Im Blick haben die beiden dabei nicht nur die Kompositionsklasse, sondern auch andere, an Elektronik interessierte Studierende der HfM Saar. „Wir überlegen gemeinsam, wie wir die Elektroakustik in ein Konzertformat bringen können, und planen für das Sommersemester 2023 auch eine Kooperation mit dem Studiengang Jazz. Hier sind wir im Austausch mit Stefan Scheib, Lehrbeauftragter für Jazz-Kontrabass“, so Martin. Auch mit anderen Studiengängen und dem Bereich Musiktheater seien gemeinsame Projekte denkbar und wünschenswert. Die Verbindung von Tanz und elektronischer Musik würde Jürgen Martin persönlich besonders reizen. „Die Bühne, insbesondere der Tanz, hat mich schon immer fasziniert, und ich habe in Belgien zwei große Tanzproduktionen gemacht, bei denen die Tänzer über ihre Bewegungen Klänge beeinflusst haben.“  Ob Elektronik und Tanz, Elektronik und Jazz oder auch Klassik – Vieles ist möglich.

Jürgen Martin ist überzeugt: „Sowohl für die Studierenden als auch für die Lehrenden ist es erfrischend und bereichernd, andere Perspektiven kennenzulernen“. Deshalb möchten er und Florian Wessel den eSpace auch für andere Bereiche der Hochschule öffnen.

 

Zur Person: Jürgen Martin

Der künstlerische Werdegang von Jürgen Martin ist geprägt von seiner Liebe zur Musik und zur Bühne sowie seinem Interesse an Technik. Er war Bassist in mehreren Rockbands, machte auch Jazz und experimentelle Musik und arbeitete als Tontechniker an Theatern. Von 1995 bis 2001 studierte er an der Musikhochschule Basel Sounddesign bei Wolfgang Heiniger und Thomas Kessler. Von 2002 bis 2006 und von 2015 bis 2022 war Jürgen Martin Lehrbeauftragter an der Hochschule für Musik "Hanns Eisler" in Berlin, von 2006 bis 2009 Tonmeister am ZKM Karlsruhe und von 2009 bis 2014 tätig am Elektronischen Studio der Akademie der Künste Berlin.

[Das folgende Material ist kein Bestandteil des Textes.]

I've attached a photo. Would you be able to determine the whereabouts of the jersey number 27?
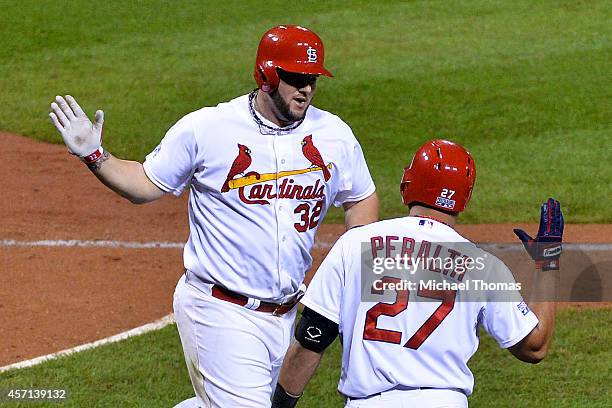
[363,276,457,350]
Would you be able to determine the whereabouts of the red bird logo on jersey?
[302,135,331,181]
[221,143,253,193]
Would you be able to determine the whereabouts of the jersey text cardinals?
[144,95,375,302]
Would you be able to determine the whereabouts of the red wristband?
[81,146,104,164]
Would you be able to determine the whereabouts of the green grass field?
[0,0,612,408]
[0,0,612,223]
[0,309,612,408]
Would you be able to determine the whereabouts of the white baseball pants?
[345,388,468,408]
[174,276,297,408]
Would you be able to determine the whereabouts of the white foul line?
[0,239,185,249]
[0,314,174,373]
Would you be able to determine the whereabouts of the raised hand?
[49,95,104,163]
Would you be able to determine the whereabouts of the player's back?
[330,217,524,397]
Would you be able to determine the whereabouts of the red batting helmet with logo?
[255,25,333,92]
[400,140,476,213]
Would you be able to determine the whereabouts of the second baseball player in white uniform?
[51,26,378,408]
[273,140,563,408]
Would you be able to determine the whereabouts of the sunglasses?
[277,68,319,89]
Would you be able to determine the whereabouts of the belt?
[211,285,301,316]
[347,385,465,401]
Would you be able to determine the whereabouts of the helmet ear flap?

Er arbeitete mit zahlreichen namhaften Künstlern zusammen wie etwa den Komponisten Enno Poppe, Arnulf Herrmann, Jonathan Harvey, Iris ter Schiphorst, Vinko Globokar und Markus Stockhausen und den Choreographen Wim Vandekeybus und Emio Greco. Zu den Ensembles und Orchestern, mit denen Jürgen Martin arbeitete, gehören das Ensemble Modern, musikfabrik, Ensemble Intercontemporain, Ensemble Mosaik, die Berliner Philharmoniker und die Oper Frankfurt.

An der HfM Saar, wo er zunächst Meisterkurse zum Thema Live-Elektronik und der Software Max anbot, ist Jürgen Martin seit Herbst 2021 tätig.  Seit November 2022 leitet er das Elektronische Studio der HfM Saar, eSpace.